## Implemented algorithms

BudgetedSVM provides highly optimized implementations of recently proposed algorithms for scalable training of Support Vector Machine
(SVM) classifiers. In particular, we provide highly-optimized implementions of Pegasos, Adaptive Multi-hyperplane Machines (AMM), Budgeted Stochastic Gradient Descent (BSGD), and Low-rank Linearization SVM (LLSVM), described in more details below. Combining the efficient implementation with high accuracy of these non-linear algorithms, BudgetedSVM learns models with accuracies comparable to LibSVM in time comparable to LibLinear, and allows solving highly non-linear problems with millions of high-dimensional examples within minutes on a regular personal computer. Overview of the algorithms implemented in the BudgetedSVM toolbox is given in Table 1.

Table 1. Overview of BudgetedSVM algorithms
Algorithm | Type of classifier | Multi-class? | Available kernels |

**Pegasos** | Linear | Multi-class | Linear |

**AMM** | Non-linear | Multi-class | Linear |

**LLSVM** | Non-linear | Binary | Any |

**BSGD** | Non-linear | Multi-class | Any for random removal; Gaussian when merging support vectors |

### Primal Estimated sub-GrAdient SOlver for SVM (Pegasos)

Pegasos is a state-of-the-art linear SVM solver, which uses Stochastic Gradient Descent to learn a large-scale, multi-class model. Each class is assigned a single hyperplane (weight), and Pegasos predicts based on the associated class of the weight that provides the largest prediction. For more details please see:

*Shalev-Shwartz, S., Singer, Y., Srebro, N., Cotter, A., Pegasos: Primal estimated sub-gradient solver for svm, Mathematical Programming, 127(1), 3-30., 2011 * [

pdf]

### Adaptive Multi-hyperplane Machines (AMM)

AMM model consists of a set of hyperplanes (weights), each assigned to one of the multiple classes, and predicts based on the associated class of the weight that provides the largest prediction. The number of weights is automatically determined through an iterative algorithm based on the stochastic gradient descent (SGD) algorithm which is guaranteed to converge to a local optimum. Since the generalization bound decreases with the number of weights, a weight pruning mechanism that periodically removes hyperplanes is proposed and analyzed.

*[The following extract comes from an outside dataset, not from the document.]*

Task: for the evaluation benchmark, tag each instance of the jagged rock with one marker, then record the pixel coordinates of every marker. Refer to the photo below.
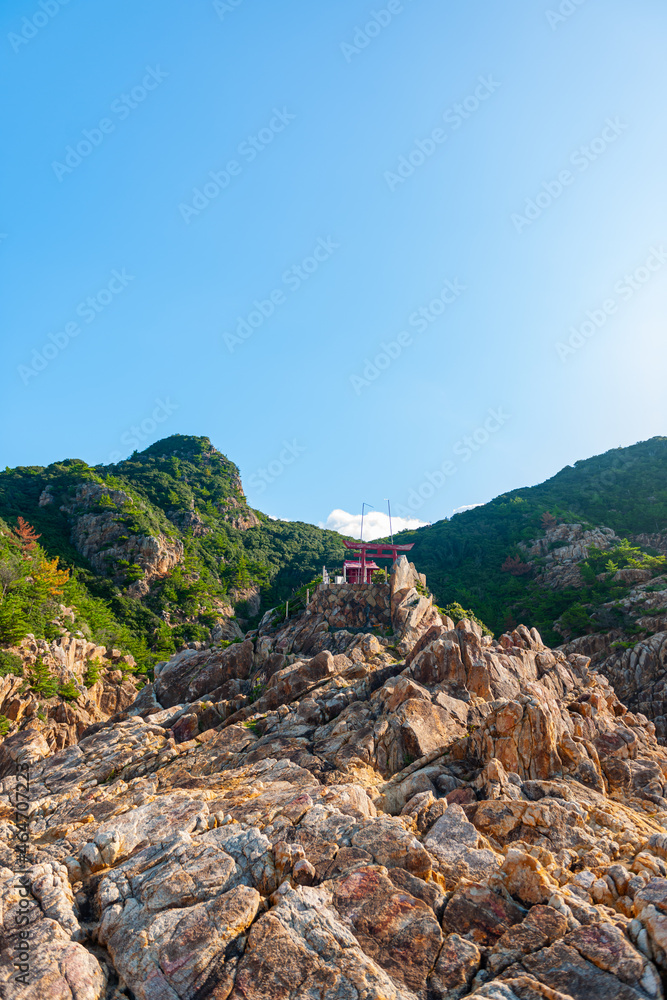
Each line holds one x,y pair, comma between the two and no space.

For more details please see:

*Wang, Z., Djuric, N., Crammer, K., Vucetic, S., Trading Representability for Scalability: Adaptive Multi-Hyperplane Machine for Nonlinear Classification, ACM SIGKDD Conference on Knowledge Discovery and Data Mining (KDD), 2011 * [

pdf]

### Low-rank Linearization SVM (LLSVM)

To scale up kernel SVM on limited resources, a low-rank linearization approach is proposed that transforms a non-linear SVM to a linear one via an approximate empirical kernel map computed from efficient low-rank approximation of kernel matrices. The algorithm inherits high efficiency of linear SVMs and rich repesentability of kernel classifiers. For more details please see:

*Zhang, K., Lan, L., Wang, Z., and Moerchen, F., Scaling up Kernel SVM on Limited Resources: A Low-rank Linearization Approach, International Conference on Artificial Intelligence and Statistics (AISTATS), 2012 * [pdf]

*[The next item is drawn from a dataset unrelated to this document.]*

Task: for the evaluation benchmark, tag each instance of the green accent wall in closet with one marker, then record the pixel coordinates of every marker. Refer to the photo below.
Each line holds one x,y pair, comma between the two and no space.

### Budgeted Stochastic Gradient Descent (BSGD)

Online algorithms that process one example at a time are advantageous when dealing with very large data or with data streams. Stochastic Gradient Descent (SGD) is such an algorithm and it is an attractive choice for online SVM training due to its simplicity and effectiveness. When equipped with kernel functions, similarly to other SVM learning algorithms, SGD is susceptible to "the curse of kernelization" that causes unbounded linear growth in model size and update time with data size. This may render SGD inapplicable to large data sets. BSGD keeps the number of support vectors bounded during SGD training through several greedy budget maintenance strategies based on removal and merging of support vectors. Note that, if the budget is maintained using the merging strategy, only Gaussian RBF kernel can be used; on the other hand, for random removal strategy any kernel function can be used. For more details please see:

*Wang, Z., Crammer, K., Vucetic, S., Breaking the Curse of Kernelization: Budgeted Stochastic Gradient Descent for Large-Scale SVM Training, Journal of Machine Learning Research (JMLR), 13:3103-3131, 2012 * [pdf]

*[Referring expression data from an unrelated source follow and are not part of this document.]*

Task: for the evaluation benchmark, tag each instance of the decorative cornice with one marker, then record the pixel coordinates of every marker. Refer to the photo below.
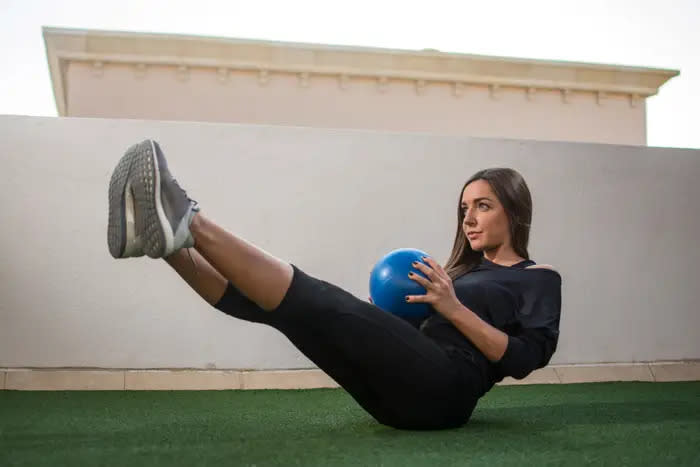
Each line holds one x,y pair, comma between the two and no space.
344,62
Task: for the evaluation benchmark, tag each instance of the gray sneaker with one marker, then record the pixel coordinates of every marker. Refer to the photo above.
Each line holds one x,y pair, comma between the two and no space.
125,228
166,209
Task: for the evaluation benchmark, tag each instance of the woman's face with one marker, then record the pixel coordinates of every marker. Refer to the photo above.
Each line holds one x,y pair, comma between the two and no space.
483,213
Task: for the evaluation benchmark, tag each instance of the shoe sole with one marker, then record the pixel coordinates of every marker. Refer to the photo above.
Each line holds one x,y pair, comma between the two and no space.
145,180
120,204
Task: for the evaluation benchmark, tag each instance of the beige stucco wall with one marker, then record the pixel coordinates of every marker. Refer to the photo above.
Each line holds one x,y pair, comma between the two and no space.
161,92
618,222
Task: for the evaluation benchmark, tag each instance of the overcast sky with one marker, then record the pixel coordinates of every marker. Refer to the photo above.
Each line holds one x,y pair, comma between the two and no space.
662,34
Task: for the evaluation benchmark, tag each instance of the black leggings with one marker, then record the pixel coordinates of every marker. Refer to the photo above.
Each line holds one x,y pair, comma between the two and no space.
402,377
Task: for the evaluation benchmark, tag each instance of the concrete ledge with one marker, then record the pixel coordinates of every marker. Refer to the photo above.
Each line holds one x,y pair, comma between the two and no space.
181,380
287,379
674,371
601,373
64,380
28,379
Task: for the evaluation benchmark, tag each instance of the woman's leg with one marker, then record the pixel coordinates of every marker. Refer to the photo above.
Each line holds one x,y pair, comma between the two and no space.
399,375
260,276
199,274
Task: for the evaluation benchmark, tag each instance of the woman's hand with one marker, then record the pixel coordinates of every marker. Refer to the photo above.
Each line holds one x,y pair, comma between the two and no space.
440,292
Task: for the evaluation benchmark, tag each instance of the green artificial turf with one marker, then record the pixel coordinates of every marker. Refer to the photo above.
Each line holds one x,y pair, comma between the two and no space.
594,423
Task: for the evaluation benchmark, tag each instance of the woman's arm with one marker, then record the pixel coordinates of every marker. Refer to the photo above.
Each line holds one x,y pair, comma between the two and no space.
490,341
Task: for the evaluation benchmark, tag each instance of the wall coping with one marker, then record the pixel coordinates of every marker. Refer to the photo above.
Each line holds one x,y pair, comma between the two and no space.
222,55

## Complexity analysis of the algorithms

The time and memory complexity analysis is given below in Table 1, where *N* is a number of training examples, *C* is a number of classes, *D* is data dimensionality, sparsity *S* is an average number of non-zero features, and *B* is the model size for AMM, BSGD, and LLSVM. Parameter *I* for SVM with RBF kernel (RBF-SVM) denotes a number of training iterations, empirically shown to be super-linear in *N*.

It can be seen that the implemented algorithms have very favorable linear dependence on the data set size, and *constant* memory, thus making our software suitable for large-scale problems with millions of data points. We can also see that the time does not depend on the dimensionality, instead only on the average number of non-zero elements in the training and test data. For that reason, BudgetedSVM can easily handle sparse data sets even with millions of features.

Table 2. Time and space complexities of the algorithms
Algorithm | Training time | Prediction time | Model size |

**Pegasos** | *O(N·C·S)* | *O(C·S)* | *O(C·D)* |

**AMM** | *O(N·S·B)* | *O(S·B)* | *O(D·B)* |

**LLSVM** | *O(N·S·B*^{2} + N·S·B) | *O(S·B*^{2} + S·B) | *O(D·B + B*^{2}) |

**BSGD** | *O(N·(C + S)·B)* | *O((C + S)·B)* | *O((C + D)·B)* |

**RBF-SVM** | *O(I·N·C·S)* | *O(N·C·S)* | *O(N·C·S)* |